Thursday, October 14, 2010
The Lessons Of Chile's Miracle Rescue Operation
HT Drew M.The leadership of Chile President Sebastian Pinera, believing fiercely in globalization and free markets, and not believing in limits, seemed to make a critical difference.
Pinera refused to shut out foreign expertise. As the world focused on Chile's miners underground, the rescue operation above was characterized by an Apollo 13-like sense of mission. Failure was not an option...Pinera also grasped the importance of just being on hand and transparent. The Chileans communicated clearly with both the miners and the outside world about what was happening. One of the first three holes drilled by rescuers was for communication.
Pinera spent a lot of time at the remote desert site. He was there when the incredible discovery of life was made, and he assured the miners the long wait for their rescue was strictly geological and logistical — not bureaucratic. He gave everyone hope by being engaged and involved.
By sad contrast, Obama stayed far away from the Gulf during the BP spill, as if to deny it, and made only a few brief appearances later.
Sadder still is what happens in China, where miners are routinely left for dead after mines collapse — a big reason more than 2,000 parish in such accidents each year.
"Lucky people who were born in Chile. ... If it was us, we would definitely have been buried alive and died," a Chinese wrote on the Internet, as quoted by the Christian Science Monitor.
Pinera is different. He focused on avoiding conflict and laying blame while the rescue was still on.

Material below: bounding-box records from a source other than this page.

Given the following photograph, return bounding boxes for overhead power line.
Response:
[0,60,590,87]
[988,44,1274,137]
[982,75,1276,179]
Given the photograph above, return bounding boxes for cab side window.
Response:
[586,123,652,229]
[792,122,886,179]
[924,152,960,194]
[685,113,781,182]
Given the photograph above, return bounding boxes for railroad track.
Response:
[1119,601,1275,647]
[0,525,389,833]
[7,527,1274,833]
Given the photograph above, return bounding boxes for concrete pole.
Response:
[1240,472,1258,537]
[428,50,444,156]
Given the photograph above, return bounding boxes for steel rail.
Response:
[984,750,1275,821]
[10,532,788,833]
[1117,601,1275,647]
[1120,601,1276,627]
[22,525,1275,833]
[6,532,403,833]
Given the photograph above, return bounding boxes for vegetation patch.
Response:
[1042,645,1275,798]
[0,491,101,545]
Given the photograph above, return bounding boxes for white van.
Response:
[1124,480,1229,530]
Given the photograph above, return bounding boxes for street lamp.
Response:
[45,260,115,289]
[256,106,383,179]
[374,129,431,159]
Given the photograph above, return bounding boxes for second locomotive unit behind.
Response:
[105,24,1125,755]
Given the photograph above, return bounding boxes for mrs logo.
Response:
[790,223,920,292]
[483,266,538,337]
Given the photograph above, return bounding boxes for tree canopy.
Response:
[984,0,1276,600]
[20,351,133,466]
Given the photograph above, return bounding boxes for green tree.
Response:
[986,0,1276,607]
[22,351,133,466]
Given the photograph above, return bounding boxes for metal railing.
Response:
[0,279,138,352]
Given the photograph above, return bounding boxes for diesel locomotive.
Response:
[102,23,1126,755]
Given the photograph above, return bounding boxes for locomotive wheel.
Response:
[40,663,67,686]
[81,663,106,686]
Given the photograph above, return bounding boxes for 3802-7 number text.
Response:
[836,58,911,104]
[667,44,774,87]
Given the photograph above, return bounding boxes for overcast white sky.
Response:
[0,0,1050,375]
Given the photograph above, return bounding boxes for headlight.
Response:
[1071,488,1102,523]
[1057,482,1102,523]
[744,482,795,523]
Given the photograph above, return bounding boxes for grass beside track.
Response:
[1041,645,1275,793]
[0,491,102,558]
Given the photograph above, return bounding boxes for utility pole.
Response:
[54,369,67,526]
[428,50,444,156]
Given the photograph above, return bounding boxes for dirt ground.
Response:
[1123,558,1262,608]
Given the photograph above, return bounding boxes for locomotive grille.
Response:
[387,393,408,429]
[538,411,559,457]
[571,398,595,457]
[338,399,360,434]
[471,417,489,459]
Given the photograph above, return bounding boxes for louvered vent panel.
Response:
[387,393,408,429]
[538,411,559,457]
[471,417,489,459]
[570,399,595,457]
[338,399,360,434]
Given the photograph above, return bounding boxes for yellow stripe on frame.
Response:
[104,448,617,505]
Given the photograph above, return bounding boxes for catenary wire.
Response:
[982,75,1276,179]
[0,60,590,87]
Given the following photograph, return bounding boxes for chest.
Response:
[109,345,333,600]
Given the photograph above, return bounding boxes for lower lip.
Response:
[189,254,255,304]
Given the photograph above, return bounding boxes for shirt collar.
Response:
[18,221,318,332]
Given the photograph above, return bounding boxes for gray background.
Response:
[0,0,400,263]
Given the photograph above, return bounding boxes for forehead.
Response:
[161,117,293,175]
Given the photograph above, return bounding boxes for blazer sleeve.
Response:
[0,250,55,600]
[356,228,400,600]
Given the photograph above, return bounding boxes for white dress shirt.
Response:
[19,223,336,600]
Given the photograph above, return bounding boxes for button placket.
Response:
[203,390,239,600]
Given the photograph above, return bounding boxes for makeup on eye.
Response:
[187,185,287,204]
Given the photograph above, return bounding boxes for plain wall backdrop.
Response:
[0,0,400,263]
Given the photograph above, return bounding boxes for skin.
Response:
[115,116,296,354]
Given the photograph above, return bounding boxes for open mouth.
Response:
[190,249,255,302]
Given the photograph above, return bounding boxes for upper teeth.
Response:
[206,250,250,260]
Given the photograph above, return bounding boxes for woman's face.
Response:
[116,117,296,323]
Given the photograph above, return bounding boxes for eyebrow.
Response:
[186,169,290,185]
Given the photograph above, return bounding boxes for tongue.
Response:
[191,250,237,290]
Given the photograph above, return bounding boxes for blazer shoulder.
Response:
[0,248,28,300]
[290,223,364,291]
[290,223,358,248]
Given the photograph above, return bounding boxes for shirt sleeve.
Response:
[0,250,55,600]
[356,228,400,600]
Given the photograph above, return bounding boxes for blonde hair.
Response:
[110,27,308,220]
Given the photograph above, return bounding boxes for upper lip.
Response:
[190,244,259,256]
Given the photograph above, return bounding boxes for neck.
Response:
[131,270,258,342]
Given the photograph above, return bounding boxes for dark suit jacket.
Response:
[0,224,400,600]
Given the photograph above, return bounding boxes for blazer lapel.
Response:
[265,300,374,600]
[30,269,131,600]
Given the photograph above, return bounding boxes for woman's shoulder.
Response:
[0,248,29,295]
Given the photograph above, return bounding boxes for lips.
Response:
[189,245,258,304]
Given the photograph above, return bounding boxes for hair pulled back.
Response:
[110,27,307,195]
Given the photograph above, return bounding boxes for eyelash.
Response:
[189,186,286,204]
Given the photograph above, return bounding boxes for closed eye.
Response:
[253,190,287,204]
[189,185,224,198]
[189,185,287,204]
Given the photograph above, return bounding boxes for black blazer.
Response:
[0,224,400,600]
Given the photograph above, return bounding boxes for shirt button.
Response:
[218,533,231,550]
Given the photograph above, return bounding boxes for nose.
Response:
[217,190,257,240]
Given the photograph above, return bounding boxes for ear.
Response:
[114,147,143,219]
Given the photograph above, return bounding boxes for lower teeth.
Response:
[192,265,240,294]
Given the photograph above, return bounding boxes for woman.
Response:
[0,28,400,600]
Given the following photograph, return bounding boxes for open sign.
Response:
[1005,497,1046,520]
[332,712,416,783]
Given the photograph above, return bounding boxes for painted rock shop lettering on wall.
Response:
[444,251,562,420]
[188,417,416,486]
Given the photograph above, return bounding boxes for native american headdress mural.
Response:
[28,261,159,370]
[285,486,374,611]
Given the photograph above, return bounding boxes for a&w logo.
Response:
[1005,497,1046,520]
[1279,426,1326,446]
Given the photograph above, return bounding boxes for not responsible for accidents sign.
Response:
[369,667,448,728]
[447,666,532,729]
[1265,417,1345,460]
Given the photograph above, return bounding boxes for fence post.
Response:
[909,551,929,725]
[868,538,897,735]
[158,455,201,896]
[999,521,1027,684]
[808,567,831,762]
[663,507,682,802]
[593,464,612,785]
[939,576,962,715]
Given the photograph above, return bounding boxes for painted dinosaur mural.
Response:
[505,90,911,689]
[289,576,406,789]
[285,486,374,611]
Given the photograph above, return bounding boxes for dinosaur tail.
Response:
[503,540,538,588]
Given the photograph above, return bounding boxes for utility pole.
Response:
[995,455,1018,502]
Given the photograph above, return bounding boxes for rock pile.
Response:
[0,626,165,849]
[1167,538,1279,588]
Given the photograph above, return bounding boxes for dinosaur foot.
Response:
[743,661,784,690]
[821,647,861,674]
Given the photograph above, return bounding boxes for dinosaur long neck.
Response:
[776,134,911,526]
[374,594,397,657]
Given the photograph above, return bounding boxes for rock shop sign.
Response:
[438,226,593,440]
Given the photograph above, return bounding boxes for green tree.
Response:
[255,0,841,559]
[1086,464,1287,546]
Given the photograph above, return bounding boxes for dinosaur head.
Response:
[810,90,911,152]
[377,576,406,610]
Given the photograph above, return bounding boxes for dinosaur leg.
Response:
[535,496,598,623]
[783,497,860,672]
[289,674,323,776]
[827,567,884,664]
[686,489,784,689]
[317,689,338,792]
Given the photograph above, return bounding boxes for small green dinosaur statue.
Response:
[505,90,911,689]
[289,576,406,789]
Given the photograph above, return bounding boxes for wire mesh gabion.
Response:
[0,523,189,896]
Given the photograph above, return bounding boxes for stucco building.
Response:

He took accountability himself by firing incompetent inspectors on his own side, but didn't condemn business or shut down an entire industry, as Obama did with his Gulf moratorium, only now being lifted.
Pinera worked with local officials instead of bickering with them or throwing up bureaucratic obstacles because they belonged to the wrong party. Sadly, that's what Obama did with Louisiana Gov. Bobby Jindal, who had to take matters into his own hands in building berms when Louisiana's coast was threatened by the April spill.